Measuring 73.0 meters in height, it is an arch type concrete dam of the 'concrete dome arch dam' type. Although this type is very hard to design, it is economically advanced because it uses less concrete than other types. This design was first applied to Tonoyama Dam (Hiki-gawa River), and later to major dams in Japan such as Kurobe Dam (Kurobe-gawa River).

Amagase Dam is a multipurpose dam not only for flood control and the supply of drinking water to the south of Kyoto Prefecture, but also for hydroelectric generation at Amagase Power Station, which was built to replace the power plant of Kansai Electric Power Co., INC. at Shizugawa Dam (Omine Dam: a concrete gravity dam of 31.2 meters in height) which was submerged as a result of the construction of Amagase Dam. This power plant and Kisenyama Power Station at Kisenyama Dam which was completed in 1970 generate power by pumped-storage hydroelectricity (permitted output: 466,000 kW).
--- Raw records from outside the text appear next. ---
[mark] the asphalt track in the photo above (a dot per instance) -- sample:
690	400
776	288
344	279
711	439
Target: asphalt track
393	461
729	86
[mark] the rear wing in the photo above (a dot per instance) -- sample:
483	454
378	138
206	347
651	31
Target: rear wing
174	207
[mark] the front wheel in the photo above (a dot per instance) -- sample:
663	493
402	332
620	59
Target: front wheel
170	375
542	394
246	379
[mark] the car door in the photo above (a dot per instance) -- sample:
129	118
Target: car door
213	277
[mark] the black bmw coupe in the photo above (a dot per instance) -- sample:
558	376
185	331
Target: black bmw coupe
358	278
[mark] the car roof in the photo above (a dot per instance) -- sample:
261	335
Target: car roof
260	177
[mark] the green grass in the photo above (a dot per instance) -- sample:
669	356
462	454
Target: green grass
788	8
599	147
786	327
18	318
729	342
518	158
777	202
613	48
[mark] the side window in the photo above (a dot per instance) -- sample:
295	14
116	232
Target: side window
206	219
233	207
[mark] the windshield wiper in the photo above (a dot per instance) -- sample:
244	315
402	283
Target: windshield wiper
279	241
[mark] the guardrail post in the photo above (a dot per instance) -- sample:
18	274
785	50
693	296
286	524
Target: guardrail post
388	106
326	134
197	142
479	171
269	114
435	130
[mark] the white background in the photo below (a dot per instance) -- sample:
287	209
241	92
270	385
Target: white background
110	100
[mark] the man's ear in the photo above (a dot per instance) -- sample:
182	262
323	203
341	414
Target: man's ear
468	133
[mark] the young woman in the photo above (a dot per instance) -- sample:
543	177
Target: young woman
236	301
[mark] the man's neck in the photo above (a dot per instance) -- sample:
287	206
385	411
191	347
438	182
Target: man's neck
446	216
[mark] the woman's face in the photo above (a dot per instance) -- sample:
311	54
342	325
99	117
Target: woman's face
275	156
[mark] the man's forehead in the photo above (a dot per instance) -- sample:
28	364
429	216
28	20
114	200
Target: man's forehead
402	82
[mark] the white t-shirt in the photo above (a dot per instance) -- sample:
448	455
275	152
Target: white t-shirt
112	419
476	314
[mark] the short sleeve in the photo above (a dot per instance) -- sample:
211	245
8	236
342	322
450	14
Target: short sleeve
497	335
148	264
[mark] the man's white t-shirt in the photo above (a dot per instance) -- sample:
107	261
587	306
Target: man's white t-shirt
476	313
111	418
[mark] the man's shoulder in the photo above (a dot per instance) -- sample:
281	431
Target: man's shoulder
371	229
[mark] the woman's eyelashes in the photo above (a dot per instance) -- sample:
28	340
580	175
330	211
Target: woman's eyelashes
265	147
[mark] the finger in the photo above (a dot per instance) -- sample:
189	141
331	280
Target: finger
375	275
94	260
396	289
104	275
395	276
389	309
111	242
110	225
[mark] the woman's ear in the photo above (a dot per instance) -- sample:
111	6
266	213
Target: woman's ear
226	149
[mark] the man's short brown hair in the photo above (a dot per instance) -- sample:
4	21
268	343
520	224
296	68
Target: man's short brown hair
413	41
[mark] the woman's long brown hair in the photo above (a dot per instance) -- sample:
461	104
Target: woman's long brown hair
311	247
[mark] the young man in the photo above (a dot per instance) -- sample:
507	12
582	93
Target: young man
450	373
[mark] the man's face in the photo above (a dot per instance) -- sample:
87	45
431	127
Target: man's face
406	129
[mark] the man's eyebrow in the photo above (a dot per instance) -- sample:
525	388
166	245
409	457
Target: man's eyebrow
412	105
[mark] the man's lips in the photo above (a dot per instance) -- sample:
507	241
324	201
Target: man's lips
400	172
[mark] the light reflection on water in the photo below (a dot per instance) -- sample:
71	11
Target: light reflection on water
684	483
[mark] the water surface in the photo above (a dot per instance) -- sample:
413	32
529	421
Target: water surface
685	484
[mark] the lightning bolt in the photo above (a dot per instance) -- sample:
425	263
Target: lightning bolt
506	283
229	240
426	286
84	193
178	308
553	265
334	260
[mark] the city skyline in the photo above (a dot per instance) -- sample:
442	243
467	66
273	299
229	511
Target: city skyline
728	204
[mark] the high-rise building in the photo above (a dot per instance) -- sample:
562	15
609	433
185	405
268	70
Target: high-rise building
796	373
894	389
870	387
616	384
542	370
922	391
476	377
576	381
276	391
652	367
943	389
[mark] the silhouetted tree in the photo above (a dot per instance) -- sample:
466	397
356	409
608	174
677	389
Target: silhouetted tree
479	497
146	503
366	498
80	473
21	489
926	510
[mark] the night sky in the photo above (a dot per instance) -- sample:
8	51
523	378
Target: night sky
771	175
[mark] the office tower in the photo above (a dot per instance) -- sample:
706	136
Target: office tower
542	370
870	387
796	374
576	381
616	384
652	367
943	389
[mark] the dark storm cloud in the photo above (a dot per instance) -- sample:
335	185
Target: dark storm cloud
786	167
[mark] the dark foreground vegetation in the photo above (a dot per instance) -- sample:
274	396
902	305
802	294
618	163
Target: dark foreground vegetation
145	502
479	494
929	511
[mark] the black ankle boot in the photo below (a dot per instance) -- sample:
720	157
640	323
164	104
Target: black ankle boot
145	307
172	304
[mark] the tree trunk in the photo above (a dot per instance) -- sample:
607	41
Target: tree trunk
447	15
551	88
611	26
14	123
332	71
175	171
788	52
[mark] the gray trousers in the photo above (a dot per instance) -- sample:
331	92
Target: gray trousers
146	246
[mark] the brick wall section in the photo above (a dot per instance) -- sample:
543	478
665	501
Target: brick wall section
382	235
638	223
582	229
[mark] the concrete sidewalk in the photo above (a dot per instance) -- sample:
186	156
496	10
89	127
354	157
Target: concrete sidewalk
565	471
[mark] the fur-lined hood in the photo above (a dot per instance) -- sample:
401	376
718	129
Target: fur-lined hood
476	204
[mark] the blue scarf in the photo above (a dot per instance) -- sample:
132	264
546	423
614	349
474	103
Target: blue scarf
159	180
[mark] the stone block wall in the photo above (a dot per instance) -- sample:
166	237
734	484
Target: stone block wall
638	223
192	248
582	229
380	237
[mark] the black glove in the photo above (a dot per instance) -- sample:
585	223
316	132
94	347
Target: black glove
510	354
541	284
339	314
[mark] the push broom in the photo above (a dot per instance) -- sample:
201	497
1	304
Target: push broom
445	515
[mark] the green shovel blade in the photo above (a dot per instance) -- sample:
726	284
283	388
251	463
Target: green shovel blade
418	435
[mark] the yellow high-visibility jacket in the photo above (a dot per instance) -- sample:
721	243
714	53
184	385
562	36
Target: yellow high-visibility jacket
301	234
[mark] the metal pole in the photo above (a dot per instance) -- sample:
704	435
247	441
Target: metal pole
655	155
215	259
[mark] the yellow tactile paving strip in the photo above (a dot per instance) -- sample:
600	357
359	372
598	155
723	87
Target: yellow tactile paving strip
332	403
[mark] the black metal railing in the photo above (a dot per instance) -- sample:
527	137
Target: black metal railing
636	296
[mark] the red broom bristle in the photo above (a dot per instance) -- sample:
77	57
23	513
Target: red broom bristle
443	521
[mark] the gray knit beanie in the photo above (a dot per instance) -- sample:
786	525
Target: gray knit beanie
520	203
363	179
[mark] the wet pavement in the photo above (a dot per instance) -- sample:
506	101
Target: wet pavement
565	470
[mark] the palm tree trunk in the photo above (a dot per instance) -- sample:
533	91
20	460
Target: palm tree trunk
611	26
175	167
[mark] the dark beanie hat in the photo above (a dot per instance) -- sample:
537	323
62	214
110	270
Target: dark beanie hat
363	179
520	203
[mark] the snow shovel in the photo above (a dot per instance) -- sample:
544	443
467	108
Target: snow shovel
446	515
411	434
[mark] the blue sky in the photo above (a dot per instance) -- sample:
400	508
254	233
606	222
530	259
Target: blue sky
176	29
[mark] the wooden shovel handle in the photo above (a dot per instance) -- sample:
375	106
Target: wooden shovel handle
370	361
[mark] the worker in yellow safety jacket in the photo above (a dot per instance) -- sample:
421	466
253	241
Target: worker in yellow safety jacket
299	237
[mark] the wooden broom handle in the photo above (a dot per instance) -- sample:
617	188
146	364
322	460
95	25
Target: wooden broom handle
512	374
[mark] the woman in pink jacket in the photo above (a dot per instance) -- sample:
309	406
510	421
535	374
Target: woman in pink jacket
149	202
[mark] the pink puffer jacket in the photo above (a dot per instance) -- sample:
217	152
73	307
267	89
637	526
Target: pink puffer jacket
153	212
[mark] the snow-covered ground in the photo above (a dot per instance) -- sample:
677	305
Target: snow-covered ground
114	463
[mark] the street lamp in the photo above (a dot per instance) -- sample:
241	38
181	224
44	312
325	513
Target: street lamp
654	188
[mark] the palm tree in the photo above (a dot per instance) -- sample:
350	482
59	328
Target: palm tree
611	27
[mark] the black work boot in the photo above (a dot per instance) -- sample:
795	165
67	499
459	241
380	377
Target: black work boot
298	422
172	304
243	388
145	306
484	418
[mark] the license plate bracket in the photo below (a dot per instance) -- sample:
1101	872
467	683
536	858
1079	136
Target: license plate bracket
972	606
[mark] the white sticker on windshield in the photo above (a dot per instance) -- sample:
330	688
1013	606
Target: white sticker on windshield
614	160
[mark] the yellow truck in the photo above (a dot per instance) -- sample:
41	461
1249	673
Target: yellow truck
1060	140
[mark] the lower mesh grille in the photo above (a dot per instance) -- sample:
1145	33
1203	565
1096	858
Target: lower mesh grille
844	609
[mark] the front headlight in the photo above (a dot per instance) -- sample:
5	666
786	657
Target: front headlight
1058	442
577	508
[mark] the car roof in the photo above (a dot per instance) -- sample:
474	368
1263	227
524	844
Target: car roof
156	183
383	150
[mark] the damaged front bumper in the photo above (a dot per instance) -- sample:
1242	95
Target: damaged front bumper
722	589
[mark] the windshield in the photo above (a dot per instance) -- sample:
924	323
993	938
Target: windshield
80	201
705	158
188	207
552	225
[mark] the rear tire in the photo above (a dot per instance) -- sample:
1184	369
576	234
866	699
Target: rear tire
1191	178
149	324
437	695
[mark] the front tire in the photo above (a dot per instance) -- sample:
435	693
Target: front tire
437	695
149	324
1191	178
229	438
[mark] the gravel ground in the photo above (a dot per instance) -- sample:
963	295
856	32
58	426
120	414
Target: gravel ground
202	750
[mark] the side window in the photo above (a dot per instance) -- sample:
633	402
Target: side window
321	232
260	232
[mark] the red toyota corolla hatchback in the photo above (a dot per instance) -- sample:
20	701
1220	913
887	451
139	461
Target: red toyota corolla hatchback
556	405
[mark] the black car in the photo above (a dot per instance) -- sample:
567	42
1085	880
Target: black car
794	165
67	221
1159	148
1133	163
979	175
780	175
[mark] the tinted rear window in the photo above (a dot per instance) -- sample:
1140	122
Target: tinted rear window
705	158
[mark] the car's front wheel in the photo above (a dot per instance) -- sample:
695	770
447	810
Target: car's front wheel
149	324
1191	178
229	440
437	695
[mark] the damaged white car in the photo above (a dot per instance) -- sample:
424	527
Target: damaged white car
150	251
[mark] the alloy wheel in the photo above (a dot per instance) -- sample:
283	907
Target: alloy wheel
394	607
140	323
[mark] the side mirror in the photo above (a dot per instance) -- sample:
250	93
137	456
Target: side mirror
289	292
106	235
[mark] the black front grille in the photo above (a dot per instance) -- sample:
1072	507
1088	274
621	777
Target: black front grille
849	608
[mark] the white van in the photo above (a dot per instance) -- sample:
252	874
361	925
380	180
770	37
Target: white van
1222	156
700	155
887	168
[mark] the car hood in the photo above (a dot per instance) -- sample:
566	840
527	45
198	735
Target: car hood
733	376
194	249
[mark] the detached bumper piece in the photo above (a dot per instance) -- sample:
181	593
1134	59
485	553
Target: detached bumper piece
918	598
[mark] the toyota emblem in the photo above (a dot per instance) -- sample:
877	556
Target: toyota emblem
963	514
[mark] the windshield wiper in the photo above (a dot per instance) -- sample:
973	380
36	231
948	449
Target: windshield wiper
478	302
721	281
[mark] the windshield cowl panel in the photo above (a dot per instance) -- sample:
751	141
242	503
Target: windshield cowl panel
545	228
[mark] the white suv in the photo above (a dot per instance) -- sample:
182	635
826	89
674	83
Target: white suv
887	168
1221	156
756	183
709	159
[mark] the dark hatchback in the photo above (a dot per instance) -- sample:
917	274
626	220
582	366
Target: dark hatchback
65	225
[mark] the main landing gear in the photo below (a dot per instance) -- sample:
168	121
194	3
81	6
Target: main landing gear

The Dam as a Tourist Attraction

It is an "urban type" dam close to Uji City. Within as little as 2.3 km from this dam are Byodo-in Temple (a World Heritage Site), Uji-bashi Bridge, and Amagase Forest Park. Many tourists visit this dam by sightseeing bus, because it is close to Kyoto City, and from here Keiji Bypass provides easy access to Otsu City, Mt. Hiei, and Ishiyama-dera Temple. This dam is also popular among elementary school children in the Kansai region, who visit it on school excursions or social studies trips. The lake was named 'Lake Ho-o' in 1987, because it is close to Hoo-do Hall of Byodo-in Temple and the dam body looks like a ho-o (a phoenix) with its wings extended. It has also scenic spots of cherry blossoms and colored leaves.

The 'Renewal Plan of Amagase Dam' had been underway since 1989 to strengthen the functions of flood control and to build the biggest tailrace tunnel in Japan for a greater utilization of its water. However, the plan was reassessed in 2003 due to opposition movements and a decline in water demand. Although the Ministry of Land, Infrastructure and Transport intends to continue this project, the Yodo-gawa River System Committee has recommended to abandon the plan, so the project is considered to be unlikely to reach completion.